Related Work & Insights¶
- vs VersaPRM: VersaPRM contributed "automatic multi-domain data generation" but stuck to the traditional isolated correctness training paradigm, resulting in only 2.2% non-math gain. ContextPRM changes the training objective and annotation standard, pushing non-math gain to 6.5% using the same data. They are complementary—one solves "where data comes from," the other solves "what the objective should be."
- vs Mathematical PRMs (Qwen2.5-Math-PRM / Math-Shepherd / RLHFlow-Deepseek): These are strong in math but show almost zero cross-domain transfer (+0.5% non-math) because they learn math-specific correctness patterns. ContextPRM learns domain-agnostic logical flow.

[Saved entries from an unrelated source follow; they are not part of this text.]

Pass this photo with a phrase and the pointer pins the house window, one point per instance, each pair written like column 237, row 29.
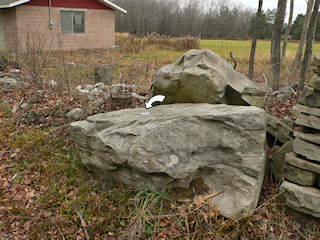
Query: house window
column 72, row 21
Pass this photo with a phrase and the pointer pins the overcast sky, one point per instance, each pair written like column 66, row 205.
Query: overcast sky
column 300, row 6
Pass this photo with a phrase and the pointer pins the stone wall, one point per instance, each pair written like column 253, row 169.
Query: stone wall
column 302, row 167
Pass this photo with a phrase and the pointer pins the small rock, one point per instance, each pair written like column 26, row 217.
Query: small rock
column 310, row 97
column 288, row 121
column 306, row 149
column 299, row 176
column 299, row 108
column 282, row 132
column 24, row 105
column 278, row 159
column 287, row 91
column 75, row 114
column 317, row 59
column 315, row 82
column 309, row 121
column 310, row 137
column 296, row 161
column 303, row 199
column 8, row 84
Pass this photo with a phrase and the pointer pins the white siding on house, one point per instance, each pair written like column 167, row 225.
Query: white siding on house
column 2, row 42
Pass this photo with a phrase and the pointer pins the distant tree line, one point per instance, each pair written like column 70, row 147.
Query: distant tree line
column 297, row 25
column 211, row 19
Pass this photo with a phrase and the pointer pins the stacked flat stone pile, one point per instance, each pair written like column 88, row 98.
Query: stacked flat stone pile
column 302, row 167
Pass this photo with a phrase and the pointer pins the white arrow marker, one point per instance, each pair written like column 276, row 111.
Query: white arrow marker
column 158, row 98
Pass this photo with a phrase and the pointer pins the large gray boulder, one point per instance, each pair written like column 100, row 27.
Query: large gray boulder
column 201, row 76
column 171, row 145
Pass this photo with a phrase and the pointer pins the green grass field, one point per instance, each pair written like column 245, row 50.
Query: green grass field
column 242, row 48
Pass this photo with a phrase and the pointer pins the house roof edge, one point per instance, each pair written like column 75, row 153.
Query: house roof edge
column 13, row 4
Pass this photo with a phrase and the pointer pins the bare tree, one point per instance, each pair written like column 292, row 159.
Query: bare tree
column 306, row 21
column 254, row 40
column 276, row 45
column 284, row 47
column 308, row 51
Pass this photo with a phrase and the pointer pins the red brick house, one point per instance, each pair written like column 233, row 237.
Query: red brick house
column 57, row 24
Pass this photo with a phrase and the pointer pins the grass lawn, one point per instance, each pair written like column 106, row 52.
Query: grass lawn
column 46, row 193
column 242, row 48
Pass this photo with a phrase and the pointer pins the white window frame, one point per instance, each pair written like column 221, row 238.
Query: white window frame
column 72, row 10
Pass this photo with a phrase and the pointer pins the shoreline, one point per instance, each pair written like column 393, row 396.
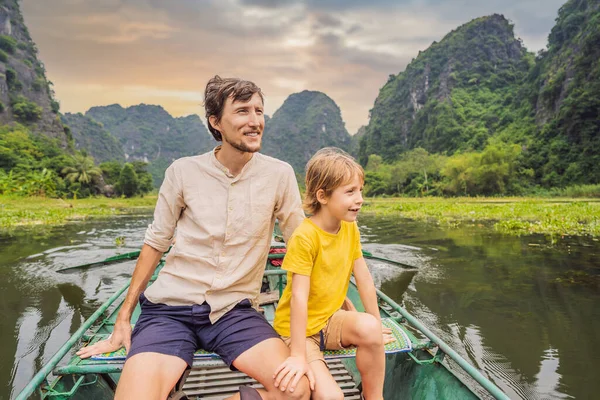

- vs Generative/Corrective PRMs: These usually involve generating intermediate reasoning or adding error type labels, which are often limited to knowledge-dense math domains and incur extra test-time generation costs. ContextPRM is discriminative, focuses on "inter-step transitions," incurs no extra generation overhead, and is explicitly multi-domain.
Rating¶
- Novelty: ⭐⭐⭐⭐⭐ Redefining the PRM objective from "isolated correctness" to "contextual coherence" is a clear perspective shift that addresses cross-domain generalization.
- Experimental Thoroughness: ⭐⭐⭐⭐⭐ Main experiments + dual-component ablation + single-domain generalization heatmaps + error correlation analysis confirm gains come from logic, not knowledge.
- Writing Quality: ⭐⭐⭐⭐ The motivation and methodology chain is clear; some minor typos exist, and certain chart details require the Appendix.
- Value: ⭐⭐⭐⭐⭐ Sets a new SOTA for multi-domain test-time scaling; the "strip domain-agnostic structure" approach is valuable for broader step-level evaluators.